Blog Post

REST API Design Principles Every Developer Should Know

Building intuitive and maintainable APIs

Building a REST API that's intuitive and maintainable requires more than just connecting endpoints to database queries. Thoughtful design creates APIs that developers actually enjoy working with.

Resource-Based URLs

Structure your endpoints around resources, not actions. Use nouns, not verbs:

Good:

  • GET /api/users
  • POST /api/users
  • GET /api/users/123

Avoid:

  • GET /api/getUsers
  • POST /api/createUser

HTTP Methods Matter

Respect standard HTTP methods and their semantics:

  • GET: Retrieve data (idempotent, no side effects)
  • POST: Create new resources
  • PUT: Update entire resources
  • PATCH: Partial updates
  • DELETE: Remove resources

Status Codes Tell the Story

Use appropriate HTTP status codes:

  • 200: Success
  • 201: Created
  • 400: Bad request
  • 401: Unauthorized
  • 404: Not found
  • 500: Server error

Versioning from Day One

Plan for change by versioning your API immediately.
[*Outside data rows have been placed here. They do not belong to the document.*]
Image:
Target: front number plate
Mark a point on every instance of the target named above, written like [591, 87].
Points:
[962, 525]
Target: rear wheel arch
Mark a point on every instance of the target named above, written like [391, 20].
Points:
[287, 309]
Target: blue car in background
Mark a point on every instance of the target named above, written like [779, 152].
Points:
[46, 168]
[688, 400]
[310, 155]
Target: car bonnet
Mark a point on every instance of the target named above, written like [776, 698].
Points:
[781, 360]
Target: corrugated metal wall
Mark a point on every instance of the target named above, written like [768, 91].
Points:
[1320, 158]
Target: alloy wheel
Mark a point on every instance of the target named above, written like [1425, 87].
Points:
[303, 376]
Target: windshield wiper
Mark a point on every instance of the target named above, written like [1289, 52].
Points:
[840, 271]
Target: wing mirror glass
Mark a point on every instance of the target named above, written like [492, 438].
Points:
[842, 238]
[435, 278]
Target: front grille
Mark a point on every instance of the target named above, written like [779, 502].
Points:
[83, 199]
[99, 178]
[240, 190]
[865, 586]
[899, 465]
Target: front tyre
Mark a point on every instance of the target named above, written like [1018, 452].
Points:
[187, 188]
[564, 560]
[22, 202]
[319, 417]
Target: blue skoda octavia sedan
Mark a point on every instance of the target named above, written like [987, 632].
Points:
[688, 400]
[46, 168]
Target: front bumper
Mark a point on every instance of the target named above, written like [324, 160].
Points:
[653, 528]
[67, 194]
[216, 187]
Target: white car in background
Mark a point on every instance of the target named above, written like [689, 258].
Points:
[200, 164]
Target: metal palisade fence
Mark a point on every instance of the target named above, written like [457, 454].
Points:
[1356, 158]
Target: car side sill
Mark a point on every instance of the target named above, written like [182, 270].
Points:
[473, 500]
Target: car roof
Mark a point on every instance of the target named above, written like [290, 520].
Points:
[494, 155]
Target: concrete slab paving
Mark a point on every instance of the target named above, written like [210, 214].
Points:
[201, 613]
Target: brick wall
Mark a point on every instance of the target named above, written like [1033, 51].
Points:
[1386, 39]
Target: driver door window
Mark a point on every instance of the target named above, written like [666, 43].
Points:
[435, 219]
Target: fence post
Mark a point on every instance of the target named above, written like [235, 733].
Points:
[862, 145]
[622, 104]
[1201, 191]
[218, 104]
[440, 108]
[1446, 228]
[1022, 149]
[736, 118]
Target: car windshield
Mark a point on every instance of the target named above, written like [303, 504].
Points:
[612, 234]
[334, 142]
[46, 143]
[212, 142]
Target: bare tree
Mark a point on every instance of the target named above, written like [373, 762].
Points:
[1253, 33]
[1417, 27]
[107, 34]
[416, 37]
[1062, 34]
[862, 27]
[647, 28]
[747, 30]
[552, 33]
Common approaches include:

  • URL versioning: /api/v1/users
  • Header versioning: Accept: application/vnd.api+json;version=1

Start with v1 even if you think you'll never need v2.

Pagination and Filtering

Return large datasets responsibly. Implement pagination using query parameters:

GET /api/users?page=2&limit=50

Include metadata in responses:

{
  "data": [...],
  "pagination": {
    "currentPage": 2,
    "totalPages": 10,
    "totalRecords": 500
  }
}

Well-designed APIs reduce support requests and make integration straightforward.